Arłukowicz do wiceministra sprawiedliwości. "Niech pan ostrzeże Brudzińskiego"
Polityk PO zarzucił Michałowi Wójcikowi, że w sprawie tęczowej Matki Boskiej wykorzystywana jest policja. - Niech pan ostrzeże Joachima Brudzińskiego, że może się wpakować w kłopoty - powiedział Bartosz Arłukowicz.

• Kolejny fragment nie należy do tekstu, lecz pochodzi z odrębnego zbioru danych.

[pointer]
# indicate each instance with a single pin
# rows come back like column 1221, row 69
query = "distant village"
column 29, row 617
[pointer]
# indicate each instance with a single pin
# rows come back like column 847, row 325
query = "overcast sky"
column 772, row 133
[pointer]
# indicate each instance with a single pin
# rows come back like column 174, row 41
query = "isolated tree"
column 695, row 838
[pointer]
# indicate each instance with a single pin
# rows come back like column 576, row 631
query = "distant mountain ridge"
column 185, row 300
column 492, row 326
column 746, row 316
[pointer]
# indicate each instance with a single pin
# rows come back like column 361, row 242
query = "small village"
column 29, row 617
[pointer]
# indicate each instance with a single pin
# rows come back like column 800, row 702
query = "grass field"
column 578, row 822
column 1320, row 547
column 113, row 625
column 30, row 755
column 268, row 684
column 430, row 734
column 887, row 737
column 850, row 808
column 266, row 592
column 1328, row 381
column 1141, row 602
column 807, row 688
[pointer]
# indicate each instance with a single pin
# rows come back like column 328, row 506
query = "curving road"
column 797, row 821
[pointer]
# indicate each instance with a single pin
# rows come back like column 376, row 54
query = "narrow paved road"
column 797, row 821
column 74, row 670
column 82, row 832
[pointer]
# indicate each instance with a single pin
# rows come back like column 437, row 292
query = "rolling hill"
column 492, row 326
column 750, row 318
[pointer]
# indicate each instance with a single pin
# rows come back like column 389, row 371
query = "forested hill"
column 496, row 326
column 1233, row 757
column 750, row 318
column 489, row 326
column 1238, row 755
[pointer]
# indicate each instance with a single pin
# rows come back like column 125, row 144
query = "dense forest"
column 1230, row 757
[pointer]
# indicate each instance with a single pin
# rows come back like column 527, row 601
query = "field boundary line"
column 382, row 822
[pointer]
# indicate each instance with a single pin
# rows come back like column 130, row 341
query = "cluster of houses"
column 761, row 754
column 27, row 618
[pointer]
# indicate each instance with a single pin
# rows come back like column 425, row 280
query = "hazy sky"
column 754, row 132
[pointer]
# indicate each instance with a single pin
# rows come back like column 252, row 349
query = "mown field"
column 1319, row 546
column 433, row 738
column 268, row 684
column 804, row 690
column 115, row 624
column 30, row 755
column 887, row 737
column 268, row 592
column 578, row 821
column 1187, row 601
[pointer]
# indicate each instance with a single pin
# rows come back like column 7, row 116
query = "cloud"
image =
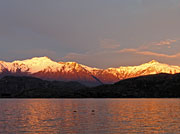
column 165, row 43
column 109, row 44
column 114, row 56
column 36, row 52
column 148, row 53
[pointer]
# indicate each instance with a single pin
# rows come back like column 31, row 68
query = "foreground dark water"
column 89, row 116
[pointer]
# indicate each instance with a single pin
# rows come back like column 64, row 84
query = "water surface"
column 89, row 116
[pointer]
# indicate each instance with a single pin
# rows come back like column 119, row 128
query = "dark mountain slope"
column 152, row 86
column 30, row 87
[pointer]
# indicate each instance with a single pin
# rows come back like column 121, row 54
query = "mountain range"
column 47, row 69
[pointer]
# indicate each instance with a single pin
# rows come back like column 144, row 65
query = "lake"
column 89, row 116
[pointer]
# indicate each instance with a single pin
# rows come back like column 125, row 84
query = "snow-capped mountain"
column 45, row 68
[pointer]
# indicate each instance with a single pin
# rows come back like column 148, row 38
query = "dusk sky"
column 97, row 33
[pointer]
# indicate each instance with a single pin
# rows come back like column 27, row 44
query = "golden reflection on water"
column 89, row 116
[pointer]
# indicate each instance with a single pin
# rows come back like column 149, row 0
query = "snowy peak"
column 45, row 68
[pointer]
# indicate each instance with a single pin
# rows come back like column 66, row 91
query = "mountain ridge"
column 45, row 68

W poniedziałek doszło do zatrzymania 51-letniej aktywistki Elżbiety Podleśnej. Funkcjonariusze weszli do jej mieszkania o 6 rano. Kobieta jest podejrzana o dokonanie profanacji wizerunku Matki Boskiej Częstochowskiej. Nad głową Maryi i dzieciątka dorysowano tęczową aureolę. Takie plakaty zawieszano m.in. w miejskich działaczach i koszach na śmieci wokół kościoła św. Dominika w Płocku.
Jak twierdzi Michał Wójcik to policji sama decyduje jakie środki zastosować przy zatrzymaniu. - Być może funkcjonariusze uznali, że może dość do zatarcia śladów. Zawsze można złożyć zażalenie do sądu. Jesteśmy równi wobec prawa. Jeżeli wiesza się taki wizerunek Matki Boskiej na śmietniku, to obraża to moje uczucie religijne - mówił na antenie TVN24 wiceminister sprawiedliwości.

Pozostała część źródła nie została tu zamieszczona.